Kontrakty terminowe na Brent wzrosły podczas piątkowej sesji o 2,6 proc., osiągając poziom 90,18 USD za baryłkę, podczas gdy amerykańska ropa naftowa West Texas Intermediate (WTI) zyskała 2,6 proc., docierając do pułapu 85,35 USD. Różnica między cenami ropy Brent i WTI była najwyższa od lipca, co zwiększyło atrakcyjność dla przedsiębiorstw energetycznych, które wysyłają statki do USA w celu odbioru ropy na eksport.

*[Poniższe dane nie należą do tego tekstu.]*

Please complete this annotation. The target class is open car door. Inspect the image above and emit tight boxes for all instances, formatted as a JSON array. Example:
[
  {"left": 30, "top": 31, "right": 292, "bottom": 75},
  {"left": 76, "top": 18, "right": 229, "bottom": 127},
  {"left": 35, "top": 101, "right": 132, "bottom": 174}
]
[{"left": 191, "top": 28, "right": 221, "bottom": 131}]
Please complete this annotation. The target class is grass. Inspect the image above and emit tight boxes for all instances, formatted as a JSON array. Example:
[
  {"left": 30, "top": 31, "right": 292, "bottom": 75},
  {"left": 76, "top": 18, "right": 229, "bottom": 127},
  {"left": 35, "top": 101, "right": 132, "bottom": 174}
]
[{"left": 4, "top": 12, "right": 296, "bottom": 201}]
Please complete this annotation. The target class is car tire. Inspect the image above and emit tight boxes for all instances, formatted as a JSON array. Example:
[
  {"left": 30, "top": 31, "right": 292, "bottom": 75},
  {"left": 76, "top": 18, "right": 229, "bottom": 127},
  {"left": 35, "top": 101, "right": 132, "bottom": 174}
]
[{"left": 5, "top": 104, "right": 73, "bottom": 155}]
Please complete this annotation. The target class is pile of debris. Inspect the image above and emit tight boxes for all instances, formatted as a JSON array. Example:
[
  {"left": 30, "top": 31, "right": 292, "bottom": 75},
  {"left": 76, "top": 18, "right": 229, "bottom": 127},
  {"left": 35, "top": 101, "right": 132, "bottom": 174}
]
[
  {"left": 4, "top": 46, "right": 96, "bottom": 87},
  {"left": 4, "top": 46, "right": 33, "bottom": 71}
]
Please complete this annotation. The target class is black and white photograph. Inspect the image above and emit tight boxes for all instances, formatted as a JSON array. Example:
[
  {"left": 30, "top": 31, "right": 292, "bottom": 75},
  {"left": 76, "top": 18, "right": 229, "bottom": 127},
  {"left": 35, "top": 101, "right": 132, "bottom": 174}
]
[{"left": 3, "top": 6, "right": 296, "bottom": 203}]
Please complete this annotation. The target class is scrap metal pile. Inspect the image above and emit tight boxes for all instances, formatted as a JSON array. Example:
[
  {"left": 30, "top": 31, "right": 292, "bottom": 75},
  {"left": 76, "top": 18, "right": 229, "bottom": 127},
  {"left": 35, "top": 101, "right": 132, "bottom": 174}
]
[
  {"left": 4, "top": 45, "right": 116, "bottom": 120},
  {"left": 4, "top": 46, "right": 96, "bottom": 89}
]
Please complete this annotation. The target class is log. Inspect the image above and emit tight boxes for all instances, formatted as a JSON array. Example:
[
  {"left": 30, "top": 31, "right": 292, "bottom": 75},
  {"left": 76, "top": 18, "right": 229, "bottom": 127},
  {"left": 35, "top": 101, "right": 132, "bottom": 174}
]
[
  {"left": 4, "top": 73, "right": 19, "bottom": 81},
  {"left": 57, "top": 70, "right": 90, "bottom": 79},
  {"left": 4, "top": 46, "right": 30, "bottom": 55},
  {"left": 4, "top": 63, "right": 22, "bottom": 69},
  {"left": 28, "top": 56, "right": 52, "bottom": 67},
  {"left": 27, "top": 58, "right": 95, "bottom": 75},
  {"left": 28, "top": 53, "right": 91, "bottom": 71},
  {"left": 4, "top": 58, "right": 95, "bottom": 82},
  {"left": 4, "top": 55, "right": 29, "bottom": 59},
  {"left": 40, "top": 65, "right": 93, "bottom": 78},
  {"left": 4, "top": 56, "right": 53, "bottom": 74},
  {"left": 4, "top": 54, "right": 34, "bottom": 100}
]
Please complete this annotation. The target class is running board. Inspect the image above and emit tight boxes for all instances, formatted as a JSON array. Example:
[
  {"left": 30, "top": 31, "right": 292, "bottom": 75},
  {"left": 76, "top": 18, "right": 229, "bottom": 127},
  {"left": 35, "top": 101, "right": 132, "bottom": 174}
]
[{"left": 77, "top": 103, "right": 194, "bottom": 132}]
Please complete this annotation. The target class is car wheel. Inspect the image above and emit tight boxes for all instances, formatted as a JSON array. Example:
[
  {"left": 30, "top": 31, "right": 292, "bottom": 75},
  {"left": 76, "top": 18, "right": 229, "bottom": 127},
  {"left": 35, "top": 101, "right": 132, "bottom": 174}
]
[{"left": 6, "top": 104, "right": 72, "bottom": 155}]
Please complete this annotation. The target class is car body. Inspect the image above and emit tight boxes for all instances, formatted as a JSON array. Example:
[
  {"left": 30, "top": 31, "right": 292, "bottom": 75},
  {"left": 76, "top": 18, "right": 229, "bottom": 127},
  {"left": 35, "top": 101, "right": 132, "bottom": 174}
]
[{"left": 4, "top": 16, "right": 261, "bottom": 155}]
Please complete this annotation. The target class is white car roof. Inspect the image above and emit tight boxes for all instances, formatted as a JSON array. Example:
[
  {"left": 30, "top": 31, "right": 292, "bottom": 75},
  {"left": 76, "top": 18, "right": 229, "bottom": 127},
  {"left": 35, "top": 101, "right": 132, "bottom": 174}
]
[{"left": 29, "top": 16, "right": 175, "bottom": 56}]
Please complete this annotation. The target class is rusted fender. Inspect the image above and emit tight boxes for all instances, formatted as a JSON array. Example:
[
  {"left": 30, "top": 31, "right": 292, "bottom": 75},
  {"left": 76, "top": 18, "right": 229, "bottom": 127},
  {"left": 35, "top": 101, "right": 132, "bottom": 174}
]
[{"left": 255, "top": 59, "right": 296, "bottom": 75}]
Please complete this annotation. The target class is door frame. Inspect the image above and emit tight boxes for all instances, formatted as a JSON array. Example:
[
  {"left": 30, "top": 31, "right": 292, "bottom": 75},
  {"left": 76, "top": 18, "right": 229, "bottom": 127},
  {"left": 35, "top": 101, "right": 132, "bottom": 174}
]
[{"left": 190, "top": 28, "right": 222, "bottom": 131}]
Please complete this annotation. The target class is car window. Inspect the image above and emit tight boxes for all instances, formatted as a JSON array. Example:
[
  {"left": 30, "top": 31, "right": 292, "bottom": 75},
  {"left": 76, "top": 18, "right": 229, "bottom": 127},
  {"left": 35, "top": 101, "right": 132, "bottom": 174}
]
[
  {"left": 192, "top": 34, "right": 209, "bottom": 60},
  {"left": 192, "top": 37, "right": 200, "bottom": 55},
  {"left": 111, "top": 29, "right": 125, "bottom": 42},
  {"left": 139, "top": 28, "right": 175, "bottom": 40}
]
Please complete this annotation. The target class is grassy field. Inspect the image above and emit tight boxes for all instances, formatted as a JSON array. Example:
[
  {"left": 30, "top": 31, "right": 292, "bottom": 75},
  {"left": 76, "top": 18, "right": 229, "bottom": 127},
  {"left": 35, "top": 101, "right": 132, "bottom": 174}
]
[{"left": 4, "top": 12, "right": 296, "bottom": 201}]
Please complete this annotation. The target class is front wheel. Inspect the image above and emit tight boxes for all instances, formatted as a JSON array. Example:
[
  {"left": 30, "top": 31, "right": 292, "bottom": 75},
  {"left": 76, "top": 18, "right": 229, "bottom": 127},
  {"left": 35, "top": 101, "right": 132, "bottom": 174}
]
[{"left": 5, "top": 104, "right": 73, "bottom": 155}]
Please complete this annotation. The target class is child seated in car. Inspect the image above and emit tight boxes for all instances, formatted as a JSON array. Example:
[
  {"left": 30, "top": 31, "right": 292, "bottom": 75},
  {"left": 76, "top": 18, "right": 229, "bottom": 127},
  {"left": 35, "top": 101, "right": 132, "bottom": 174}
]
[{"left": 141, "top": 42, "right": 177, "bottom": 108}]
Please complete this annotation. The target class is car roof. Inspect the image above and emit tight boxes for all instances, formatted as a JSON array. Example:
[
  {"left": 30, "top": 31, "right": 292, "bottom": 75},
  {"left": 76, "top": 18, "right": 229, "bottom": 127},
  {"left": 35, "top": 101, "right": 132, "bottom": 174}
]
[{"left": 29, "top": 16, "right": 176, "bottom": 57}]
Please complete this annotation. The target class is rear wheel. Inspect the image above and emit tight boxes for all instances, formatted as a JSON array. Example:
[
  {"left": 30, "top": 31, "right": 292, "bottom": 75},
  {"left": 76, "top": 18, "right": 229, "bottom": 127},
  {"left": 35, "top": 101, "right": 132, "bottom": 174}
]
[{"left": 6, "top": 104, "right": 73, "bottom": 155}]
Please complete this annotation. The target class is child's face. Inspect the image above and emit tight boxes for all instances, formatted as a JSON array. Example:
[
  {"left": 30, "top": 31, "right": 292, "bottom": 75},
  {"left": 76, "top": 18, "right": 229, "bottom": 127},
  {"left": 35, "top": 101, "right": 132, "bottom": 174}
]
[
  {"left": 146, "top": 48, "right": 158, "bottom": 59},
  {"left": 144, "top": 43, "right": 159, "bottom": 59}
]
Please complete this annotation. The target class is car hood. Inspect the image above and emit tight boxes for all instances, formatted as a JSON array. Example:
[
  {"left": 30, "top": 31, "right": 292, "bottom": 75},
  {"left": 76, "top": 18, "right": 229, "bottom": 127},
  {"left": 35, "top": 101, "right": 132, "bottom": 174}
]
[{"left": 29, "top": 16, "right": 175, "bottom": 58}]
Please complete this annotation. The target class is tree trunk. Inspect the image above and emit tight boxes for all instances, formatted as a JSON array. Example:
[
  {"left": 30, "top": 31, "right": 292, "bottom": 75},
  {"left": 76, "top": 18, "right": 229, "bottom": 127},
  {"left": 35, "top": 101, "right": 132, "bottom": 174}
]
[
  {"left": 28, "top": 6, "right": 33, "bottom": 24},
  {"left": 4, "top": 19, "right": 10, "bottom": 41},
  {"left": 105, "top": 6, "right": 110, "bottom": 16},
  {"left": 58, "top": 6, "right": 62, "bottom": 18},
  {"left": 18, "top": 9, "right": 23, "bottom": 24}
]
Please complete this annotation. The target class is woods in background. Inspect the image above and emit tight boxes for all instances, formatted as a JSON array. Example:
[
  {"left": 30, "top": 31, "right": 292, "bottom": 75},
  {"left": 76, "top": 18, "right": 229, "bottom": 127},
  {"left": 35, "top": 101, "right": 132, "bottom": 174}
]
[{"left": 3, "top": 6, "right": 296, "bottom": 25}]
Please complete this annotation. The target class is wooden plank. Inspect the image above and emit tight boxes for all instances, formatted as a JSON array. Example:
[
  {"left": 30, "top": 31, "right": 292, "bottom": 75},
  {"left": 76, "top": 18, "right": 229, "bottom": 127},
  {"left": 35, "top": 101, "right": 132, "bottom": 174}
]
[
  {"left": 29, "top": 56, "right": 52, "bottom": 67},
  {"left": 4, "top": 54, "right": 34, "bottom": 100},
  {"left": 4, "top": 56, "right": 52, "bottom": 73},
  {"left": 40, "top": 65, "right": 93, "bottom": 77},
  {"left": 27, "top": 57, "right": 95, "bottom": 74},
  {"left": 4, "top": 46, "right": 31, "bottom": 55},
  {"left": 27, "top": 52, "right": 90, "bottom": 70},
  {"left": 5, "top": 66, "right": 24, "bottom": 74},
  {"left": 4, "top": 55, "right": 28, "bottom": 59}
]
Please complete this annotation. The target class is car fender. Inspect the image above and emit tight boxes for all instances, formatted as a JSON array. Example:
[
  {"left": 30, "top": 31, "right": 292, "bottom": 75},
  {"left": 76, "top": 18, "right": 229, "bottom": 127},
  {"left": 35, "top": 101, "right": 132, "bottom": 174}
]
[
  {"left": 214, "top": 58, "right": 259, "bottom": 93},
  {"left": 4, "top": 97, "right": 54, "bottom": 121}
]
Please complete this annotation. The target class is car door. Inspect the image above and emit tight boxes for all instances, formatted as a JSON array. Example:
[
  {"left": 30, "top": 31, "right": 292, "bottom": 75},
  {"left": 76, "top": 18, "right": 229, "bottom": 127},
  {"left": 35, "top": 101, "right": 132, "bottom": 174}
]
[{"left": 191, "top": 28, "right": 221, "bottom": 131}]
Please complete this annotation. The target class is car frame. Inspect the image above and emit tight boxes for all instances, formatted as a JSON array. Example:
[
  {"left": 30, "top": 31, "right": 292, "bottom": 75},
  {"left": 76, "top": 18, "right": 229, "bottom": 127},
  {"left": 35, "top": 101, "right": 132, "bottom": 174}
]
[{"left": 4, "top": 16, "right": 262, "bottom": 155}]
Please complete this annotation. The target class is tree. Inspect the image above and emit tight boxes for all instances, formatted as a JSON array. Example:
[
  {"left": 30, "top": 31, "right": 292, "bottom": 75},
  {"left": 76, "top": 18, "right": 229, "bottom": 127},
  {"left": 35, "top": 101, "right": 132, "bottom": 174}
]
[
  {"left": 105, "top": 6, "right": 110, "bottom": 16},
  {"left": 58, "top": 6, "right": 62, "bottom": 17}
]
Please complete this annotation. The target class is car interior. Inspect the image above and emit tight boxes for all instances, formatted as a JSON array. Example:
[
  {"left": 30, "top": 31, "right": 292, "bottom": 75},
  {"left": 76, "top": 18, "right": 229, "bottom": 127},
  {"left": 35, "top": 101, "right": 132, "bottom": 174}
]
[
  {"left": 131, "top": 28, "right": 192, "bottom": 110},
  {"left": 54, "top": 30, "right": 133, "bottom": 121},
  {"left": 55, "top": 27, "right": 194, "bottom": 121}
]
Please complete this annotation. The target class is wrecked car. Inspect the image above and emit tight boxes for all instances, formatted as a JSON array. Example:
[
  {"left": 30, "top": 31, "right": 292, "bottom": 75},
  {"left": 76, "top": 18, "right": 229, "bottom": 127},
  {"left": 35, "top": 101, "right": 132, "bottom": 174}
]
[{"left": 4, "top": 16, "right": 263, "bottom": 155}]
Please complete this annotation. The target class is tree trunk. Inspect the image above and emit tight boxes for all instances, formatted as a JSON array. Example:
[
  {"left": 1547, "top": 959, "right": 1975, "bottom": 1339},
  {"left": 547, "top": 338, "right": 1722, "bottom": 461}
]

Ceny ropy reagują na konflikt między Izraelem a Hamasem
W ciągu poprzedniego tygodnia ceny ropy Brent spadły o 2 proc., a ropy WTI o 3 proc. Warto zaznaczyć, że handel był niepewny ze względu na różne wydarzenia, takie jak atak wojska amerykańskiego w Syrii na cele irańskie oraz rozmowy mediacyjne między Hamasem a Izraelem pod przewodnictwem Kataru, które wpłynęły na krótkotrwałe zmiany cen ropy. Wydarzenia na Bliskim Wschodzie nie miały bezpośredniego wpływu na dostawy ropy naftowej, ale istniały obawy co do możliwych zakłóceń w eksporcie ropy z Iranu, co mogłoby wpłynąć na wzrost cen ropy.
Analitycy Goldman Sachs utrzymali prognozę cen ropy Brent na pierwszy kwartał 2024 roku na poziomie 95 USD za baryłkę, ale zaznaczyli, że niższy eksport z Iranu może wpłynąć na wzrost cen bazowych o 5 proc. Perspektywy popytu na ropę były niepewne ze względu na zmienne wydatki konsumenckie w USA, które obniżyły się na początku 2024 roku. Ekonomiści przewidywali, że Rezerwa Federalna USA może podnosić stopy procentowe w celu walki z inflacją, co z kolei może spowolnić wzrost gospodarczy i zmniejszyć popyt na ropę naftową. Prognozowano także, że inflacja będzie nadal kłopotem dla światowej gospodarki w przyszłym roku.